According to Congleton, the familiar hypertension drugs work well enough that doctors have become comfortable simply prescribing more of them, in different combinations, to slow-responding patients.

“We’d like to break that paradigm” and give doctors alternate treatments that will reduce pressure more effectively for those who haven’t shown progress, he said.

Overweight patients are particularly unresponsive, and “African American hypertensity is very difficult to control,” Congleton said. “There’s an opportunity that MLS-101 could help.”

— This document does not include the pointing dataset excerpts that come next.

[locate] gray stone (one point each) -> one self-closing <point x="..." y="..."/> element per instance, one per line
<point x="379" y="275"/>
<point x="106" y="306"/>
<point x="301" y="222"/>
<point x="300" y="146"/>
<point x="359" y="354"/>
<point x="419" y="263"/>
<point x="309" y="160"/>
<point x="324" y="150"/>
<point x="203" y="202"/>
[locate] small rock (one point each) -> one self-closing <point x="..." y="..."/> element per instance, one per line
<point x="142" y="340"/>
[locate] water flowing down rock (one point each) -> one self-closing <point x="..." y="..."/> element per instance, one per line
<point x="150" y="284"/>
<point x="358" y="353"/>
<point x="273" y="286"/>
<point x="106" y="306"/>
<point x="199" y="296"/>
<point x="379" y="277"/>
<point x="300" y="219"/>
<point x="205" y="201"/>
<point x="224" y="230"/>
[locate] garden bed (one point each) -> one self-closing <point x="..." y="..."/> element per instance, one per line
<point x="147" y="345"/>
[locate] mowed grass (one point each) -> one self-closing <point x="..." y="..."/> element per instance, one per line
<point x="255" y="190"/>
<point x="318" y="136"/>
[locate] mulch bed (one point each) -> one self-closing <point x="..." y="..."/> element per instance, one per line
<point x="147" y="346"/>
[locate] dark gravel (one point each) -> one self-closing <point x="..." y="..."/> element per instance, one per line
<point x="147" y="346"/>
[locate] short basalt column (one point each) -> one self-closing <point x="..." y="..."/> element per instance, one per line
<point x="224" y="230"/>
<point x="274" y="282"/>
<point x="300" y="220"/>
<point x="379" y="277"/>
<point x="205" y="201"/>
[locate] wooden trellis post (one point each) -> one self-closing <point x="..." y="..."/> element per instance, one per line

“We’ve known for many years that there’s definitely a different pattern of response” to hypertension drugs, among African Americans as a group, and “it requires different medications, in somewhat different doses,” concurred Matthew Weir, professor of medicine and chief of nephrology (kidney study and treatment) at the University of Maryland School of Medicine, and an adviser to Mineralys.

He expects the difference is more likely due to “socio-cultural factors” such as diet, rather than genetics, “although we don’t know with certainty.” The more effective drugs that are on the market, the easier it is for doctors to “mix and match” prescriptions for patients effectively, Weir added.

The aldosterone inhibitor that Congleton’s company is developing “causes sodium retention and potassium excretion,” which works better with people more sensitive to salt as a factor in high blood pressure, and “it may be instrumental in facilitating better blood pressure control in people of African heritage who have this blood pressure phenotype,” Weir said.

Congleton expects it will take up to five years to get the drug through clinical testing approvals. Having already passed a round of safety tests, Mineralys is planning “dialogues with the FDA” to set up clinical tests, and will add up to 10 people onto its staff over the next year and a half as it ramps up development.

The new round of investors is led by RA Capital Management of Boston and Paris-based Andera Partners.

Other new investors include RTW Investments of New York, Rock Springs Capital of Baltimore, SR One Capital Management of San Francisco (with a satellite office in Wayne), Sectoral Asset Management of Montreal, Spain-based Ysios Capital, HealthCor Management of New York, and Boulder Ventures of Colorado.

Repeat investors from last year’s initial $40 million fund-raising round include Mineralys founder Slingsby’s firm, Catalys Pacific, based in Tokyo; Samsara BioCapital of Silicon Valley, and HBM Healthcare of Switzerland.

The new lead investors have each named partners to Mineralys’ board: Olivier Litzka, for Andera, and Derek DiRocco, of RA.